Davis took her first tandem skydiving jump on her 18th birthday and has since put in at least 500 jumps altogether. A senior at the U.S. Military Academy in West Point, New York, Davis says, “I’ve always been an adrenaline junkie. I saw people skydiving and always wanted to do it.”
For a sport that demands a lot of athleticism, Davis had no problem adapting. Already participating in lacrosse, swimming, and softball, Davis’ body was ready for the toll that skydiving would demand of her.
Backing her play for the jump into skydiving athletics is her father Marshall Davis, who was a military man himself and now is a U.S. Army veteran. He took his first jump at age 16 and refers to his daughter as “just amazing”. Marshall Davis traveled from Boise, Idaho to Arizona to watch his daughter jump. Her courage does not surprise Marshall Davis as he says she was always the adventurous type growing up.
Aleksa Davis is the eldest of ten brothers and sisters all of which have at least made one jump out of an airplane. Marshall Davis expresses, “If you’re over 18 in this family and haven’t jumped, you’re a second-class citizen”.
The Arizona Collegiate Parachuting Championships brought about 80 different skydivers representing different colleges from all around the country. This adrenaline-rushing sport focuses on four different categories of discipline: Formation Skydiving, Vertical Formation Skydiving, Sport Accuracy, and Classic Accuracy.

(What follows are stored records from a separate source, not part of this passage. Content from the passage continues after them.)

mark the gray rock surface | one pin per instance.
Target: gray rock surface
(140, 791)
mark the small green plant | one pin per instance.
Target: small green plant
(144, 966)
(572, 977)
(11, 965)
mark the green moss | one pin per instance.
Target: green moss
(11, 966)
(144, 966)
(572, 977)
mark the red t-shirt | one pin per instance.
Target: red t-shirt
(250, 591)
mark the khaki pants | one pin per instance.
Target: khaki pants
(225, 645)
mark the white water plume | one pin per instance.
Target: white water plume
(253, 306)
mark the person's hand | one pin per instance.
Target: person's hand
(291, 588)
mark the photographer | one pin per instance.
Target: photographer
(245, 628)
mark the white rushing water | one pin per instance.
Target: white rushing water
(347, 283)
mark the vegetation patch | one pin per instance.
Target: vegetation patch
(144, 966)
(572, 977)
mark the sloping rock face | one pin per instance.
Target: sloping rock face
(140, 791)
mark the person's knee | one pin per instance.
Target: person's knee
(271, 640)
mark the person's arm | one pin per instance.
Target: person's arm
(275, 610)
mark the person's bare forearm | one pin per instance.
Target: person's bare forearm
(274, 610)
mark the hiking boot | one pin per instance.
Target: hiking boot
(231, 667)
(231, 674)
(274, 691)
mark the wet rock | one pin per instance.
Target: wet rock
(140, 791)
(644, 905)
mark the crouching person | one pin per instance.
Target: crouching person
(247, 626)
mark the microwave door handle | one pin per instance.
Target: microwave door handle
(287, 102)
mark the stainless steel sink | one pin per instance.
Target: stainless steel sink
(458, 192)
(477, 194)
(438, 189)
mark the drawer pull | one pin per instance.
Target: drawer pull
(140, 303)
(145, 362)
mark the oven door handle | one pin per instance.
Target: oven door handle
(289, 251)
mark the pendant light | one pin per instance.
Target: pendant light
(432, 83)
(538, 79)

For the second year in a row, her West Point six-person team took home a gold medal in the Six-Way Speed Formation Diving category. This particular jump requires jumpers to jump out of the plane and unite in a pre-planned formation as quickly as possible. Davis says that much of the training for this event is done via. “dirt diving”. She says it’s more about reputation and knowing when and who you are supposed to grab onto during the jump - things that can be practiced without taking a skydive every time.
Another gold medal was also earned by Davis in the team Sport Accuracy event. This event requires divers to guide their landing onto a target while traveling toward the ground at a high rate of speed. Divis’ dad comments, “Knowing what it takes just to land on the ground safely, let alone land on a spot the size of a salad plate, I’m in awe. Just in awe.”
Since Davis is a senior at West Point, the Arizona competition will be her last jump as a college athlete. West Point cadets commit themselves for five years to the military after college in exchange for college tuition. After West Point, Davis will get to go where she wanted to go, Ruckers, Alabama, where she will learn to fly helicopters.
Davis started her college career at Meridian Medical Arts Charter School in 2010. Then she attended Boise State and Idaho State before moving on to the Idaho National Guard. In 2013, she moved on to West Point where she will graduate in May with a degree in Defense and Strategic Studies.
And although Davis will no longer be jumping as a college athlete, her team jumps recreationally for demonstrations. Davis says her team has jumped at home football games, the New York Air Show, and even into the Yankee Stadium. Davis believes that her future is bright and she can’t wait to see what else she is sure to accomplish.